Independent publishing and bookselling platforms such as Google Books, Amazon, Apple Books, Goodreads, and Thrift Books further demonstrate the circulation and recognition of many of his publications beyond Ghanaian Pentecostal circles. Ministry reports further indicate that some of his books, including Rise Up and Work and Money with a Mission, have been translated into Urdu, while other publications have appeared in French and Japanese editions as part of broader international ministry outreach initiatives.

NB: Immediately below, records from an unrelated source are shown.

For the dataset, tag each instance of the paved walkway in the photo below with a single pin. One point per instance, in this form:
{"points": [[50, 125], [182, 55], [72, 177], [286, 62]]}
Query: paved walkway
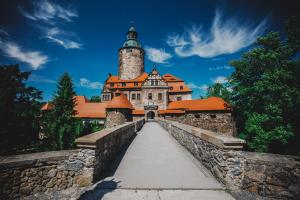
{"points": [[154, 167]]}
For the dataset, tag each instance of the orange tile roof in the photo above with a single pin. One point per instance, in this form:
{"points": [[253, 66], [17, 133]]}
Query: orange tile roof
{"points": [[138, 112], [162, 112], [115, 79], [176, 87], [47, 106], [211, 103], [120, 101], [86, 109], [171, 78]]}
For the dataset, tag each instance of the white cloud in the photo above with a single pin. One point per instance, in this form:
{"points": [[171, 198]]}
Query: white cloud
{"points": [[220, 79], [60, 37], [224, 37], [197, 87], [48, 17], [40, 79], [225, 67], [90, 85], [35, 59], [157, 55], [3, 32], [49, 12]]}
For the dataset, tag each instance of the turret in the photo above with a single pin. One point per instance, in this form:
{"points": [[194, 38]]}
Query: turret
{"points": [[118, 110], [131, 57]]}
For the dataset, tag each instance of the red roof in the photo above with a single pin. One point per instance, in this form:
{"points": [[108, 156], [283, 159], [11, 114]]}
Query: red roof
{"points": [[138, 112], [115, 79], [171, 78], [120, 101], [47, 106], [161, 112], [212, 103], [86, 109]]}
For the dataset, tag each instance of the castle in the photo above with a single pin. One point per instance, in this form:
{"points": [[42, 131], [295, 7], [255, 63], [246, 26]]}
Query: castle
{"points": [[135, 94], [145, 91]]}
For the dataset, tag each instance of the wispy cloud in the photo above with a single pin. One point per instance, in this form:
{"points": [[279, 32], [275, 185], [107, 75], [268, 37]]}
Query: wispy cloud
{"points": [[49, 17], [49, 12], [35, 59], [220, 79], [40, 79], [86, 83], [157, 55], [3, 32], [225, 67], [197, 87], [60, 37], [225, 37]]}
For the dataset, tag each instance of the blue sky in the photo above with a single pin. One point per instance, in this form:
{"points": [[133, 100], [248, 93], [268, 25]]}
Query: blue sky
{"points": [[192, 39]]}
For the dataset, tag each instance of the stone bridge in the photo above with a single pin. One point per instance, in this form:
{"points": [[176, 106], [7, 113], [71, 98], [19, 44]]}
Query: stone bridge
{"points": [[155, 160]]}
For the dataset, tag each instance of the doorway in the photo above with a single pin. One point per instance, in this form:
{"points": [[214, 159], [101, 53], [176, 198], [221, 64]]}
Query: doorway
{"points": [[150, 115]]}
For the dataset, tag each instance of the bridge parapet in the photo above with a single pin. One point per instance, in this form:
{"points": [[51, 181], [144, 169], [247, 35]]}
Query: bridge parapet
{"points": [[107, 143], [27, 174], [270, 175]]}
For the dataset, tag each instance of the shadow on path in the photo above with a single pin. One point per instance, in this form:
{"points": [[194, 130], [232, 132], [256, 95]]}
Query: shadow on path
{"points": [[98, 191]]}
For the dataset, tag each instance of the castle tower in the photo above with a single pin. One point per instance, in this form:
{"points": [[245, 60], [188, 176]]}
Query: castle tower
{"points": [[131, 57], [118, 110]]}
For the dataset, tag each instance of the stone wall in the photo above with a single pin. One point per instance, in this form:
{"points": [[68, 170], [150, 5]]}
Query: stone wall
{"points": [[27, 174], [268, 175], [23, 175], [131, 63], [107, 143], [219, 122], [116, 117]]}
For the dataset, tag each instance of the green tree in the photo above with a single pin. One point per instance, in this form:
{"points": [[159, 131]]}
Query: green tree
{"points": [[95, 99], [19, 111], [219, 90], [59, 124], [266, 95]]}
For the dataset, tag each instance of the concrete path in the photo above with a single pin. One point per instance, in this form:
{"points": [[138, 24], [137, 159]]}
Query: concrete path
{"points": [[156, 166]]}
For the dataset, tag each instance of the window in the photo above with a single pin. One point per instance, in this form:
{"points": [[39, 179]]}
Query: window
{"points": [[133, 96], [160, 96]]}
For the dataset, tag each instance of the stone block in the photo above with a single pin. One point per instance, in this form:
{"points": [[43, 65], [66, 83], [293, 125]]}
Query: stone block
{"points": [[83, 180]]}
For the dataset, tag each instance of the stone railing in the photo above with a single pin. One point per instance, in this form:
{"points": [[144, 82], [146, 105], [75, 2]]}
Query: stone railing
{"points": [[107, 143], [270, 175], [27, 174]]}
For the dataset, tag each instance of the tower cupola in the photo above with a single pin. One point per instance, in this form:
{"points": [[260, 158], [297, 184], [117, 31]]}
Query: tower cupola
{"points": [[131, 56], [132, 37]]}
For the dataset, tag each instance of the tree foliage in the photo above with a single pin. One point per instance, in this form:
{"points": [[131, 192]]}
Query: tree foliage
{"points": [[59, 124], [266, 94], [95, 99], [19, 110], [219, 90]]}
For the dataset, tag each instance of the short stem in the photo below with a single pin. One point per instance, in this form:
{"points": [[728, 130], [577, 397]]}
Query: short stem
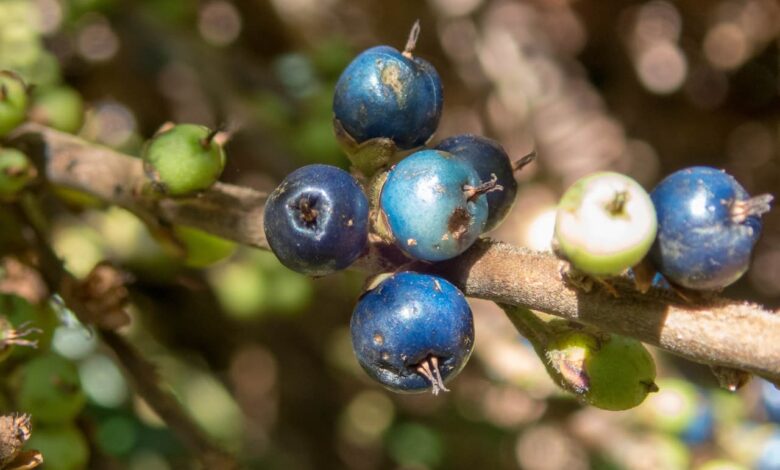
{"points": [[616, 206], [757, 206], [522, 162], [411, 42], [538, 333], [206, 141], [472, 192]]}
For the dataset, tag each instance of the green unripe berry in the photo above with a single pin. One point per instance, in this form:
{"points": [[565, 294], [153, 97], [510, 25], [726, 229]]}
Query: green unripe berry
{"points": [[28, 325], [59, 107], [13, 101], [63, 447], [605, 224], [184, 159], [16, 171], [202, 248], [50, 389], [610, 372]]}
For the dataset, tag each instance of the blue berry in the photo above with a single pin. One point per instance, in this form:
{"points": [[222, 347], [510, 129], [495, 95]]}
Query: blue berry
{"points": [[770, 396], [491, 161], [413, 332], [316, 220], [384, 93], [707, 227], [434, 204]]}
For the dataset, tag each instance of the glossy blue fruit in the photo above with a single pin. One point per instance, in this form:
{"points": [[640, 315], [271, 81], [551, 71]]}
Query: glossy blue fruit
{"points": [[707, 227], [386, 93], [488, 158], [434, 204], [413, 332], [316, 220], [769, 456]]}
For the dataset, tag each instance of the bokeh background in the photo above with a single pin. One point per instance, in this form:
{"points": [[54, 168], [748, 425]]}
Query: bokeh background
{"points": [[261, 356]]}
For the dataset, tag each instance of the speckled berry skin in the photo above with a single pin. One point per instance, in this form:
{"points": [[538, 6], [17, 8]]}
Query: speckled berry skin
{"points": [[700, 245], [316, 220], [382, 93], [426, 208], [404, 320], [489, 158]]}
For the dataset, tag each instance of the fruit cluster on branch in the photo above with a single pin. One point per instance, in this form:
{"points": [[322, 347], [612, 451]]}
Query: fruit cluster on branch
{"points": [[712, 331]]}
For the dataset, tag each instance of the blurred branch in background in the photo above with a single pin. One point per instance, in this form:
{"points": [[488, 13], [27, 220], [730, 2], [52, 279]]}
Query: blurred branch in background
{"points": [[713, 332]]}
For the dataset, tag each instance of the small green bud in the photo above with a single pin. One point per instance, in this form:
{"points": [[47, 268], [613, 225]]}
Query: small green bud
{"points": [[184, 159], [59, 107], [13, 101], [16, 171], [607, 371]]}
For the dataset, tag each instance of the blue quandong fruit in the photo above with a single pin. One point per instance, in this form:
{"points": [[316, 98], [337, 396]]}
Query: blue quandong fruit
{"points": [[413, 332], [316, 220], [490, 161], [707, 227], [434, 204], [384, 93]]}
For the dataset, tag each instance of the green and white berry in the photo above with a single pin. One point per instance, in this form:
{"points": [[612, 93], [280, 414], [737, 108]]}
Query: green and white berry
{"points": [[605, 223]]}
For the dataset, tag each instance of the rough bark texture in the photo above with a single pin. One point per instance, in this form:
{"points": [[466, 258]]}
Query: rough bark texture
{"points": [[716, 331]]}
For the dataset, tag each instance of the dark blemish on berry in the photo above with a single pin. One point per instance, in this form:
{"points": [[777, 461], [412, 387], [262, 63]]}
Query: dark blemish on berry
{"points": [[307, 213], [574, 374], [458, 222]]}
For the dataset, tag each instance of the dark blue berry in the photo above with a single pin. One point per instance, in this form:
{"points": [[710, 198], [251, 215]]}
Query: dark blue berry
{"points": [[769, 455], [491, 161], [413, 332], [434, 204], [316, 220], [770, 396], [384, 93], [707, 227]]}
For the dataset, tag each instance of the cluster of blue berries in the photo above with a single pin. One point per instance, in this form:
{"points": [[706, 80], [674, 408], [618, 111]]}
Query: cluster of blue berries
{"points": [[411, 332], [698, 225]]}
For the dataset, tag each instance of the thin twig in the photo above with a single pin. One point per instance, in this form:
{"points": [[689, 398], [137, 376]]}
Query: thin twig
{"points": [[719, 332], [141, 372]]}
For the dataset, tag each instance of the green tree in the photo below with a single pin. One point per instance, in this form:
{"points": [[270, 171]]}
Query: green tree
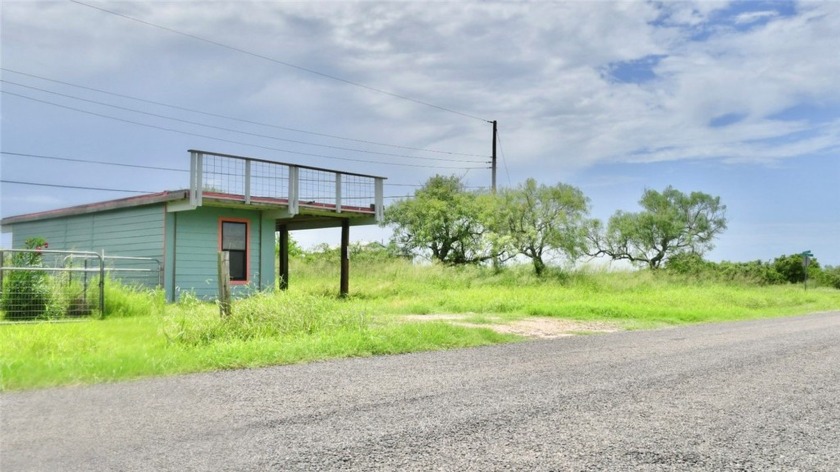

Beyond popular Christian literature, Agyinasare has also contributed to academic scholarship through peer-reviewed publications in leadership studies, leadership dynamics, servant leadership, Pentecostal ministry, church growth dynamics and systems, healing ministry, healing ministry ethics, ministerial ethics, environmental responsibility, and organizational leadership and systems within contemporary Christianity and Pentecostal-Charismatic contexts. His academic writings demonstrate an emerging integration of Pentecostal praxis with formal scholarly research and contribute to ongoing discussions within African Pentecostal studies, contemporary Christianity, and global leadership scholarship. Some of his academic publications include:

1.     Quantitative Leader–Member Dynamics for Church Growth: Perez Chapel Home Cell

2.     The Impact of Leadership Dynamics on the Growth and Development of Home Cells

3.     Servant-Leadership Influence on Divine Healing Ministration Among Pentecostal Ministers in Ghana

4.     Combating Galamsey in Ghana: A Religious Approach

5.     Healing Ministry and Ethical Issues Among Pentecostal Ministries in Ghana

These scholarly contributions reflect an emerging integration of Pentecostal praxis with formal academic inquiry, particularly in the areas of leadership studies, ethics, organizational systems, healing ministry, and African Pentecostal theology . These scholarly contributions demonstrate a sustained research interest in leadership ethics, organizational systems, healing ministry, spiritual formation, and Pentecostal leadership praxis within contemporary African Christianity.

== Family Life ==
Agyinasare is married to Reverend Mrs. Vivian Agyinasare, who has served alongside him in ministry leadership, pastoral administration, women’s ministry, and humanitarian outreach within Perez Chapel International. Their marriage is widely regarded within Pentecostal circles as a model of ministerial partnership, family commitment, and shared spiritual leadership. They have four children: Bishop Dr Selaise Agyinasare (married to Ella Agyinasare), Apostle Francis Agyinasare (married to Kathy Araba Agyinasare), Charlene Agyinasare (married to Rev Elvis Okyere Ampah), and Clementina Tetteh (married to Dr Richmond Tetteh). They also have six grandchildren and continue to play active roles in ministry, leadership development, humanitarian outreach, and philanthropic initiatives connected to the broader vision of Perez Chapel International and its affiliated institutions.